A common disorder of the macula is epiretinal membrane. An epiretinal membrane is a thin, transparent tissue layer that grows on the surface of the macula. The membrane may undergo shrinkage and contraction causing the tissue of the macula to become wrinkled or distorted. Eventually, this results in progressive blurring and/or distortion of central vision.

Epiretinal membrane is also known by a variety of synonymous terms including cellophane maculopathy (since the appearance may resemble a crinkled sheet of transparent cellophane on the surface of the macula), macular pucker (due to the wrinkling effect caused by the contraction of the membrane) and premacular/epimacular fibroplasia.


Epiretinal membrane

Epiretinal membrane formation most often occurs based on the aging process of the eye and usually develops following posterior vitreous detachment (see Flashes and Floaters).

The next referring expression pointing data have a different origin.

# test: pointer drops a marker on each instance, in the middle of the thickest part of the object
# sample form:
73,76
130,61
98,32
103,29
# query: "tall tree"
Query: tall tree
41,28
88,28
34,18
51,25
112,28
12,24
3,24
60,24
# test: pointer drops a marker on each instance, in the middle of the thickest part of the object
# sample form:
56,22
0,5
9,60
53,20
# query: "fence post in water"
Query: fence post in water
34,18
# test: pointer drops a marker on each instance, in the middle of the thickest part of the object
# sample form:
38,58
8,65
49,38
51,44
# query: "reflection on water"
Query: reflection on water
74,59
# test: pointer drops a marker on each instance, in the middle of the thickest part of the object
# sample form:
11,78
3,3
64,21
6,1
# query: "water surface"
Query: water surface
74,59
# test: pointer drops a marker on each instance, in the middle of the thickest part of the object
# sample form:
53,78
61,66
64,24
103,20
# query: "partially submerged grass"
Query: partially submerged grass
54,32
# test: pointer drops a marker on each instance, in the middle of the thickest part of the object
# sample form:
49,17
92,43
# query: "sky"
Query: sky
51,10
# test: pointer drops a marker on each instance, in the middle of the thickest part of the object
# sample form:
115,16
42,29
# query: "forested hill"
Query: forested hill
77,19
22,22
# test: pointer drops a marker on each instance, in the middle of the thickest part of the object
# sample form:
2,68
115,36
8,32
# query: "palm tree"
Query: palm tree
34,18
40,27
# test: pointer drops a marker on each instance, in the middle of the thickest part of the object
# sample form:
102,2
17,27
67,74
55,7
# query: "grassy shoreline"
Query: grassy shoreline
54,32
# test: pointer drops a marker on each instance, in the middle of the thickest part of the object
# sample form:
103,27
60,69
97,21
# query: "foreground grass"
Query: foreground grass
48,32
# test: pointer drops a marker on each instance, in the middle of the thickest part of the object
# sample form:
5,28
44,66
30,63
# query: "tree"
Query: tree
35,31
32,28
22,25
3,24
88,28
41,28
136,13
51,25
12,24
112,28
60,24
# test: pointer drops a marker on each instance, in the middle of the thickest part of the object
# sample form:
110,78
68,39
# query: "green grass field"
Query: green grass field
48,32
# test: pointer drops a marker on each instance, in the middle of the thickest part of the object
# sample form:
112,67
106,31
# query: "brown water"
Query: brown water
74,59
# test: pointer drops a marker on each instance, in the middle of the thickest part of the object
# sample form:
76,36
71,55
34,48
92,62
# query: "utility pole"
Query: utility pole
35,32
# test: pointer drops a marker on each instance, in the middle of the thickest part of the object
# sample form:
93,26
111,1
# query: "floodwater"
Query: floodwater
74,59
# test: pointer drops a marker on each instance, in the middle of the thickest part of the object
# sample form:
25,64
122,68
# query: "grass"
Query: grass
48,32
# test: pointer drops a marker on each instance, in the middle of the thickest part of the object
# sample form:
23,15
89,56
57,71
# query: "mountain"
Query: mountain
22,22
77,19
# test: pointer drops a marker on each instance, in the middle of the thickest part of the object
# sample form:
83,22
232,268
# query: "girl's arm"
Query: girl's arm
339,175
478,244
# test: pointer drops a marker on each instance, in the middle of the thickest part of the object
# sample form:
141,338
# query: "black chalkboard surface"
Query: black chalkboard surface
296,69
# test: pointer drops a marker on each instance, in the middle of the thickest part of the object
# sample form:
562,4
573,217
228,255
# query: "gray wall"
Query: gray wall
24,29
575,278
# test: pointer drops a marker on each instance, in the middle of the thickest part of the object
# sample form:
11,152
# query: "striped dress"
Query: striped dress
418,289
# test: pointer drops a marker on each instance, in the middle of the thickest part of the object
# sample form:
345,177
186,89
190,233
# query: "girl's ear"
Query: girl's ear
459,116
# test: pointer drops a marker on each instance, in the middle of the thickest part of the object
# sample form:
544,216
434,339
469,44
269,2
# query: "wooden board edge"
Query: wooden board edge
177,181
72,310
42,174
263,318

Epiretinal membrane can also be related to previous retinal tear formation or retinal detachment, inflammatory conditions of the eye, ocular injuries and vascular disorders of the retina.

Visual impairment from epiretinal membrane can vary from barely noticeable to severe. In many patients, symptoms may be mild and no intervention may be necessary. If visual loss is significant, treatment can be considered. The only effective treatment for epiretinal membrane is vitreous surgery with removal or “peeling” of the membrane from the macular surface (see also Vitreous Surgery). Following successful surgery, most patients will experience noticeable improveĀ­ment in vision with improved clarity and diminished distortion. Physical recovery following surgery is almost immediate, however recovery of vision is typically slow and gradual and occurs over several months. Although most patients undergoing vitreous surgery for epiretinal membrane enjoy significant improvement in vision, it is uncommon for recovery to be entirely back to normal.